Bugün Türkiye’de yaşayan göçmen ve mülteci işçiler, bir yandan yasal statü olarak güvencesizliğe ve korkuya mahkûm edilirken, diğer yandan ise çalışırken en temel haklarından faydalanamamaktadırlar. Adı çalışma izni olan ancak esasında tüm hakların işverene ait olduğu adeta bir çalış’tır’ma izni olan yasal prosedür nedeniyle, milyonlarca mülteci ve göçmen kayıtsız ve herhangi bir hakkı olmadan çalışmaktadır. İçişleri Bakanı Süleyman Soylu, 2019 yılında yaptığı bir açıklamada Türkiye’de 65 bin Suriyelinin çalışma izni olduğunu belirtmektedir. 3,6 milyon kişinin geçici koruma kapsamında bulunduğu düşünülürse, Türkiye’deki sığınmacıların çok büyük bir bölümü herhangi bir yasal güvencesi veya hakkı olmadan çalışmaktadır. Bu güvencesiz yasal statü nedeniyle, yasal bir hak olan asgari ücreti dahi alamamaktadırlar; bir sendikaya üye olamamakta, yani temel bir insan hakkı olan örgütlenme hakkından mahrum bırakılmaktadırlar. Göçmen kadın işçiler, çalıştıkları işyerlerinde sıklıkla tacize maruz kalmakta, ancak bir yasal yaptırıma uğrama veya sınır dışı edilme korkusuyla tacizciyi şikâyet dahi edememektedirler.
Birçok mülteci işçi, çalıştıkları işlerin ardından ücretlerini alamamakta ama benzer kaygılarla hiçbir şikâyette bulunamamaktadır. Ücret gerektiren bir işte çalıştırılıp hem de ücret verilmemesi, bırakın Türkiye Cumhuriyeti’nin yasal düzenlemelerini, Anayasa’da belirtilen angarya yasağına aykırıdır. Ancak Hükümet, hem Türkiye yasalarını, hem uluslararası temel insan hakları sözleşmelerini, hem de Türkiye Cumhuriyeti Anayasası’nı ihlal eden bu uygulamalara karşı, bugüne kadar herhangi bir önlem almamıştır. Türkiye’de bulunan göçmen işçilerin, Türkiyeli işçilerle aynı koşullarda ve beraberce örgütlenebilerek çalışması için gerekli önlemler acilen alınmalıdır.

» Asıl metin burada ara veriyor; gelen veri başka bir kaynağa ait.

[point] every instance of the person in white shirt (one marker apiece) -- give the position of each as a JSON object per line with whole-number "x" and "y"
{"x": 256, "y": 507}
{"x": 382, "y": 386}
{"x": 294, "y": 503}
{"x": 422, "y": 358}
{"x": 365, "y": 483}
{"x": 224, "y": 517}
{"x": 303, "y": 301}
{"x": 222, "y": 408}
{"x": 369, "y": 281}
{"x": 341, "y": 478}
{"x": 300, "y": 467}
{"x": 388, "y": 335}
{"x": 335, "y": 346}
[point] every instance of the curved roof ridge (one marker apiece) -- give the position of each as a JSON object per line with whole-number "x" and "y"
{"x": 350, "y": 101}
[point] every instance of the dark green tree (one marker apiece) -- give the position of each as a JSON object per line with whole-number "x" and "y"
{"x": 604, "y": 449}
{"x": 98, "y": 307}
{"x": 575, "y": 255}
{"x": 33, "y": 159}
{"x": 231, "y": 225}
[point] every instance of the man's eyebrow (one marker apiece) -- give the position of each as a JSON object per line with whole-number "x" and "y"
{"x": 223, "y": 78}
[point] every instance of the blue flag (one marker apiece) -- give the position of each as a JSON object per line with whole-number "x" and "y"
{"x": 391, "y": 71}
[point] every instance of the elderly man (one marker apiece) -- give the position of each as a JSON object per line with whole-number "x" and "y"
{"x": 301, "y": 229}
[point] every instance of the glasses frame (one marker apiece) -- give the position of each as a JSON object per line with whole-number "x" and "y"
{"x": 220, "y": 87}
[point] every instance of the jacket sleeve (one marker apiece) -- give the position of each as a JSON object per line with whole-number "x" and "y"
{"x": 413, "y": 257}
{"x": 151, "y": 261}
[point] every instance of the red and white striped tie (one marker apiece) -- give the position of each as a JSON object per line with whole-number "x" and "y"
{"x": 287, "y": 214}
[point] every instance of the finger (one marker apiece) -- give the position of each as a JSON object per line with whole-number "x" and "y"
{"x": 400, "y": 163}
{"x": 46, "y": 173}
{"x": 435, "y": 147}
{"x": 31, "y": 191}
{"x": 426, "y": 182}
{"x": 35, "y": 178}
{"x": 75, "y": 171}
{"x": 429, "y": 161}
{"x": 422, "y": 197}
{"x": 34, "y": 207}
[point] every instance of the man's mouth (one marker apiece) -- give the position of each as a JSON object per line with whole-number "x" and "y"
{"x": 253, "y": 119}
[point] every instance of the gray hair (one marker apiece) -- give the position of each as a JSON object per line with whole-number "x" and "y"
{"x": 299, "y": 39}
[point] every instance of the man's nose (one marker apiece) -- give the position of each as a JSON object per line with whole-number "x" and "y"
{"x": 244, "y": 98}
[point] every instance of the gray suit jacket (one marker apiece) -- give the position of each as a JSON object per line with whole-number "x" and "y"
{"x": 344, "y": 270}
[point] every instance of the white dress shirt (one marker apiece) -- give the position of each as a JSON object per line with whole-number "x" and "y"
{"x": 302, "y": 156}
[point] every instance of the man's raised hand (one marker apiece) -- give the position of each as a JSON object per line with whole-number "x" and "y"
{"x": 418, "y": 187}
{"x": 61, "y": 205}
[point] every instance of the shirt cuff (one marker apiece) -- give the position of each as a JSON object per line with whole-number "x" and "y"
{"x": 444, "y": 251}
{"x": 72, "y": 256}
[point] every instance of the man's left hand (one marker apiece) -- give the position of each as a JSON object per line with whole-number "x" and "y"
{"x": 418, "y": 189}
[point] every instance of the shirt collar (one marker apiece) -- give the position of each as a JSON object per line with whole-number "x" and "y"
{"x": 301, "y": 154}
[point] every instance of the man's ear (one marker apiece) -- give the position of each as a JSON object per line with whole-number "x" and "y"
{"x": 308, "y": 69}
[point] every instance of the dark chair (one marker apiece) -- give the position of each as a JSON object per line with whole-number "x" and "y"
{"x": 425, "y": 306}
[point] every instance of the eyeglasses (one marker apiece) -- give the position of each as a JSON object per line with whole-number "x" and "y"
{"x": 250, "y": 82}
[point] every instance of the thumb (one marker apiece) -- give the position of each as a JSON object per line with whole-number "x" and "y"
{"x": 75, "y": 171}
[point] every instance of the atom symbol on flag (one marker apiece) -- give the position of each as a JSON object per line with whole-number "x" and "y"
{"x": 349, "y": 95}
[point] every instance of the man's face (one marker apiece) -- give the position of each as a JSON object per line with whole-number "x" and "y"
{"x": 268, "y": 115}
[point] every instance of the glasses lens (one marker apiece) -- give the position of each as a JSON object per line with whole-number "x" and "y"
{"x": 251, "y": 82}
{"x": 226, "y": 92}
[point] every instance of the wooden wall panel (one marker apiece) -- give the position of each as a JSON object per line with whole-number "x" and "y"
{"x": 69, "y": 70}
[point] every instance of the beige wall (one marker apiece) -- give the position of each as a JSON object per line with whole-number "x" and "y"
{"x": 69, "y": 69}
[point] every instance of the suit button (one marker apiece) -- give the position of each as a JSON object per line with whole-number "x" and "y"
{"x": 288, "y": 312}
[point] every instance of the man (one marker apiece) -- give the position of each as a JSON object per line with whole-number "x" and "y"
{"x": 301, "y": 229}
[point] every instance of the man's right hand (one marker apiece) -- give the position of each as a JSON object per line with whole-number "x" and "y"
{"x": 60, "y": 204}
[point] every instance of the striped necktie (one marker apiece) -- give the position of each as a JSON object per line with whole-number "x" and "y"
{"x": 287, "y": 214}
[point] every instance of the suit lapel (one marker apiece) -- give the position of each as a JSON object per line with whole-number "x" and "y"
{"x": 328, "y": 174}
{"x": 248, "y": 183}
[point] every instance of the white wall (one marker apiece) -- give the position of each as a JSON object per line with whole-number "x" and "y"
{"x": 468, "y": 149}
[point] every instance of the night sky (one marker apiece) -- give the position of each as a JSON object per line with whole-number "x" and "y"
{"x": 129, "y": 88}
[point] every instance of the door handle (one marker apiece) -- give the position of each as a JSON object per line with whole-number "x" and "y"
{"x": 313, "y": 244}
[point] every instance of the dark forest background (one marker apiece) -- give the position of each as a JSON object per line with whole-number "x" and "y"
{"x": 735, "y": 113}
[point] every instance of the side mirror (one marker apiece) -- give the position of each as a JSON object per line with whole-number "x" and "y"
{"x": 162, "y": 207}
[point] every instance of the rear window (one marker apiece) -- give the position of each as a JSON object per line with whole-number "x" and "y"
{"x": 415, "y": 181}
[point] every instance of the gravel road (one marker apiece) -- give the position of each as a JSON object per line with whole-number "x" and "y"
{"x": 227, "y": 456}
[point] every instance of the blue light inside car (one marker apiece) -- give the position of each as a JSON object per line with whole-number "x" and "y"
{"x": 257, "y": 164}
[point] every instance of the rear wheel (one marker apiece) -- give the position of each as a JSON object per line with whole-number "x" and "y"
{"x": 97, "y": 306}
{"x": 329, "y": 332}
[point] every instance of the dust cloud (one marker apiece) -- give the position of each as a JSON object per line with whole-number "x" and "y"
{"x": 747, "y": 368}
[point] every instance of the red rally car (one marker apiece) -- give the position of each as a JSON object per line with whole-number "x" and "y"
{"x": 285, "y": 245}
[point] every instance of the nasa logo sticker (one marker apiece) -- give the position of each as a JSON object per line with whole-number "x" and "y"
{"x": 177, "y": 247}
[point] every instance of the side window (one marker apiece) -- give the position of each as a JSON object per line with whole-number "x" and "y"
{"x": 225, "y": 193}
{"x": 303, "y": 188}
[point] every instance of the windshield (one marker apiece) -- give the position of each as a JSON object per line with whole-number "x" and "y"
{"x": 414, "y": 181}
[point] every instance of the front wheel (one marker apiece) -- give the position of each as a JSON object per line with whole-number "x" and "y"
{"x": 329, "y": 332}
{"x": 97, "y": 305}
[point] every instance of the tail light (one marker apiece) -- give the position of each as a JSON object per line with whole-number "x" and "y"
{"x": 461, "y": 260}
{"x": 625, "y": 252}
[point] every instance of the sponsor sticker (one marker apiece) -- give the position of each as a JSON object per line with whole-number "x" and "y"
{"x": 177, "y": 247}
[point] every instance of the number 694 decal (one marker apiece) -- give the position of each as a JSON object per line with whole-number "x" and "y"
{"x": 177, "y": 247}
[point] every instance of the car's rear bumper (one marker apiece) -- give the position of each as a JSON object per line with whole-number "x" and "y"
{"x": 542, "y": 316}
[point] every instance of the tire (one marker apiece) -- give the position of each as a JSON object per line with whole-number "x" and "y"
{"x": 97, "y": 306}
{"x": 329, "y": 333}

DİSK, Türkiye işçi sınıfının baskılara karşı sığınağı, zulme ve sömürüye karşı mücadele örgütüdür ve Türkiye işçi sınıfı, bu ülkede yaşayan, kökeni, dili, dini, etnik kökeni, geldiği yer ne olursa olsun, tüm işçilerden oluşur. DİSK’in demokratik, sınıf ve kitle sendikacılığı çizgisi ve kurucu ilkeleri de bize bunu emreder. Konfederasyonumuzun 16. Genel Kurulu’nda alınan “Göçmen İşçilerin Örgütlenmesi ve Göçmen İşçilere Karşı Yapılan Ayrımcılıkla Mücadele” başlıklı karar da bu görevi bizim önümüze koymaktadır.
DİSK, ülkemizdeki göçmen ve mültecilere yönelik ırkçı ve ayrımcı bakış açısı karşısında durarak, Türkiye işçi sınıfının bir parçası olan bu işçilerin güvencesiz ve ucuz işgücü olarak görülmesi karşısında sendikal ve sosyal güvenlik haklarının sağlanmasını savunmaya devam edecektir.